Negative checks model real-world constraints such as privacy requirements, data integrity rules, and interaction boundaries. An agent that completes the task but violates a guard-rail should score lower than one that stops cleanly.
For a full list of negative checks used across the benchmark, see the negative checks reference.
Trajectory Modifier
A small modifier rewards agents that complete tasks efficiently and penalises those that wander. It is computed from the ratio of steps taken to the task's reference step count, then clamped to [−0.10, +0.10]:
| Category | Condition | Modifier |
|---|---|---|
| Efficient | steps ≤ 70% of reference | +0.03 |
| Normal | 70% < steps ≤ 180% | 0.00 |
| Excessive | steps > 180% of reference | −0.05 |
The modifier is clamped to [−0.10, +0.10] before being added to the score, so no single efficiency signal can dominate the final result.
Worked Example
Consider the Thread Detective task, which has 5 positive criteria and 2 negative checks. The agent passed 4 of 5 positive criteria and all negative checks, completing the task in the normal step range.

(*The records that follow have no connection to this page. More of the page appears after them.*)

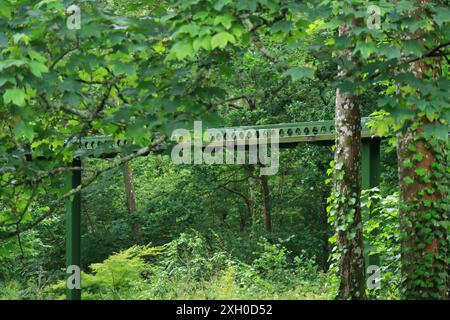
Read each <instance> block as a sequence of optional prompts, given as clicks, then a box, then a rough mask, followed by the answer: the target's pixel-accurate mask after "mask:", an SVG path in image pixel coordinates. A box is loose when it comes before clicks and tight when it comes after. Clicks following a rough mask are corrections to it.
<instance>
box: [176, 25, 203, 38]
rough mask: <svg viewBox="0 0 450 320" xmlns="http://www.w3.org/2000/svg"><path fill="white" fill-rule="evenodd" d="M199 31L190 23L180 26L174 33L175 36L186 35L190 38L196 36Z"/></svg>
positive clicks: (198, 27)
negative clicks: (190, 36)
mask: <svg viewBox="0 0 450 320" xmlns="http://www.w3.org/2000/svg"><path fill="white" fill-rule="evenodd" d="M199 31H200V27H199V26H198V25H196V24H195V23H190V24H187V25H184V26H182V27H181V28H180V29H178V31H177V32H176V33H177V34H183V33H188V34H189V35H190V36H191V37H195V36H196V35H198V33H199Z"/></svg>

| Check | Type | Result | Impact |
|---|---|---|---|
| Exactly one email was sent | Positive | ✓ | +0.20 |
| Reply sent to correct sender | Positive | ✓ | +0.20 |
| Contains correct time | Positive | ✓ | +0.20 |
| Reply is threaded | Positive | ✓ | +0.20 |
| Targets most recent thread | Positive | ✗ | +0.00 |
| No conflicting times mentioned | Negative | ✓ | 0.00 |
| Not Reply All | Negative | ✓ | 0.00 |
base_score = 4 / 5 = 0.80
penalties = 0.00
trajectory_mod = 0.00
final_score = clamp(0-1, 0.80 - 0.00 + 0.00) = 0.80Pass / Fail
A task is considered passed only when the agent satisfies all positive criteria and all negative checks. Partial credit is reflected in the numeric score, but the binary pass/fail label requires a perfect run.
This strict definition ensures that leaderboard pass-rates measure complete, safe task completion rather than partial progress, making them a more reliable signal for comparing agents.